Furthermore, decentralized finance and exchanges powered by smart contracts can ultimately fix manipulation. Due to its nature, DeFi cannot be fully regulated, which prevents big players and governments from closing just one side of the market.

Have a look at the video below, where Cameron and Tyler Winklevoss debate on the subject and the importance of crypto for the future of the financial world.

Risk and volatility

Both crypto and stock markets are considered to be quite volatile. However, compared to one another, crypto-assets show much bigger price fluctuations in short periods of time.

For instance in our chart below we can see the Ethereum price compared to Tesla, which is considered to be an extremely volatile stock.

We notice that ETH’s price varies much more drastically, with regular 30% price swings, compared to Tesla’s 2-5%.

Often, this high volatility is considered as a negative event. However, while it can drive people away from adopting crypto for daily transactions, it offers an incredible opportunity for increasing the value of your portfolio.

Experienced traders thrive in the crypto markets thanks to this volatility, as they are able to make huge profits from price swings.

While stock can be perceived as a safer investment, the crypto volatility can be mostly ignored if you have high risk tolerance and a good investment strategy.

Crypto trading 24/7 or stock trading in sessions

The timeframes when these assets can be traded are an important thing to consider when comparing cryptocurrency vs stocks.

Stock markets work in sessions and are open during a set number of hours.
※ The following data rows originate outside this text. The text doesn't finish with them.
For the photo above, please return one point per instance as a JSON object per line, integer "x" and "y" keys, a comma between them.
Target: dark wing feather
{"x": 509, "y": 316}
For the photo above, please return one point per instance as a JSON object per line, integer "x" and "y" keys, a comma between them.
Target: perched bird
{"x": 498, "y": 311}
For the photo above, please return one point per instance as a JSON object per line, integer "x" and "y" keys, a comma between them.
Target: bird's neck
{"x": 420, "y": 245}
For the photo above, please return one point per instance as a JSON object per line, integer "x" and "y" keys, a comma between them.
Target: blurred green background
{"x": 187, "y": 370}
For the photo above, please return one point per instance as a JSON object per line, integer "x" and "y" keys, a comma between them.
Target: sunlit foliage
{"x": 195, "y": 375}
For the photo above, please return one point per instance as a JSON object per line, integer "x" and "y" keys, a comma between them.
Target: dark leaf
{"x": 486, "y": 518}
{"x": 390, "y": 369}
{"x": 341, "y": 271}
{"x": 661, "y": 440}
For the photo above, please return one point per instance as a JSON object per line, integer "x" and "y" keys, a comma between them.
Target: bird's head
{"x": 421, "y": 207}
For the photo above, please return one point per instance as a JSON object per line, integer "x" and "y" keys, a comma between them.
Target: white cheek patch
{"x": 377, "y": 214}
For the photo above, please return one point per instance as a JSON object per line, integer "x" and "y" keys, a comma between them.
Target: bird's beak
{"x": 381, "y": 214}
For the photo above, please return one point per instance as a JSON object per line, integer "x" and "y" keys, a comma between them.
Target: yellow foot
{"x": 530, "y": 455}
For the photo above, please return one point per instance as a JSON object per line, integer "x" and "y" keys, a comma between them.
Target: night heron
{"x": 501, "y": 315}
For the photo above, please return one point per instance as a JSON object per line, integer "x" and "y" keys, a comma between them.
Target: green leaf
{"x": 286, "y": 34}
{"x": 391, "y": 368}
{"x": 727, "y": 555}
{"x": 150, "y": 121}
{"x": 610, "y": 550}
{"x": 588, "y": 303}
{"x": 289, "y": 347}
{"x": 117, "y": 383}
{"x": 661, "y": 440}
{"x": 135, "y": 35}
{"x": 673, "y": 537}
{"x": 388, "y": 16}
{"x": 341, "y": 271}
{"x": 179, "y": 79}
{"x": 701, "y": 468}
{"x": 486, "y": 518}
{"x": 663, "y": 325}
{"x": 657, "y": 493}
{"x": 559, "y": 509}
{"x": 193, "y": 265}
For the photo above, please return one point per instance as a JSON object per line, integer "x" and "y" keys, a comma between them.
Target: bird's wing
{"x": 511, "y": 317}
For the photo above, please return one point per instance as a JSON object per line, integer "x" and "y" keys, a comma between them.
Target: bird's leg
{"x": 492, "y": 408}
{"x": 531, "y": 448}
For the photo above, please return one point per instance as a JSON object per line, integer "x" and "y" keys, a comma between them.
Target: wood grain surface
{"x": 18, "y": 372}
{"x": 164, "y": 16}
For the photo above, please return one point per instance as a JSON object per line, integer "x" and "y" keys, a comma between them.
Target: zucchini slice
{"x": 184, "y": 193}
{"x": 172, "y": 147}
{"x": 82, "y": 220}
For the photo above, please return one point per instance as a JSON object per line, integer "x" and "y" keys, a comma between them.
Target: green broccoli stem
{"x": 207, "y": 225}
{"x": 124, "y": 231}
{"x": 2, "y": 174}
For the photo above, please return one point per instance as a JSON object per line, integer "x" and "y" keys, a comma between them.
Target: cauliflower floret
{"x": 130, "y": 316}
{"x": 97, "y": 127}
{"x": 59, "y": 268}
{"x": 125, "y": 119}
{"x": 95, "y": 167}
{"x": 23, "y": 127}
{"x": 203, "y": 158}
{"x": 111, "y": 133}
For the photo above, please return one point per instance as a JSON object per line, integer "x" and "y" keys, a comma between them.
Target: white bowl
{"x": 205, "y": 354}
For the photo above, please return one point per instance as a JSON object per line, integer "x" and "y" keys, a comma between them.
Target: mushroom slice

This means that investors can close their trades before the end of the day and isolate themselves from erratic off-hours market movements.

Comparatively, cryptocurrency exchanges remain open around the clock. Traders can use every opportunity to make profits and grow their portfolio value considerably. At the same time, remaining in a constant FOMO state and trading non-stop can be extremely stressful.

Overall Cryptocurrency vs Stocks performance

Finally, to decide which one between cryptocurrency vs stocks is better, we should compare the performances of both markets and their potential for profits.

Comparatively, cryptocurrencies have been outpacing the stock market by a 10:1 ratio. In 2020 alone, the market cap of crypto increased by 495% whereas the Nasdaq 100 index shows a growth of 31%.

When looking at longer timeframes, the advantage of crypto is even more obvious. For instance, Bitcoin has gained more than 10 million % in value since it was released in 2009.

Bitcoin is rightfully considered to be the investment of the decade

Conclusion

The facts we stated in this article allow us to easily choose cryptocurrency vs stocks as the better investment. To come to this conclusion, we:

  • Defined both markets and stated their main differences.
  • Unveiled some crucial aspects such as:
    • Market manipulation
    • Risk profile and volatility
    • Overall performance

Recent events such as the Gamestop fiasco point out to extreme manipulation of the stock market by institutional participants. Decentralization and cryptocurrencies could be a clear answer to this problem, allowing a free market for everyone.

With that said, the final answer might be in diversifying your portfolio. By spreading your assets, you can avoid exposing yourself to the performance of a single market while simultaneously maximizing your profits.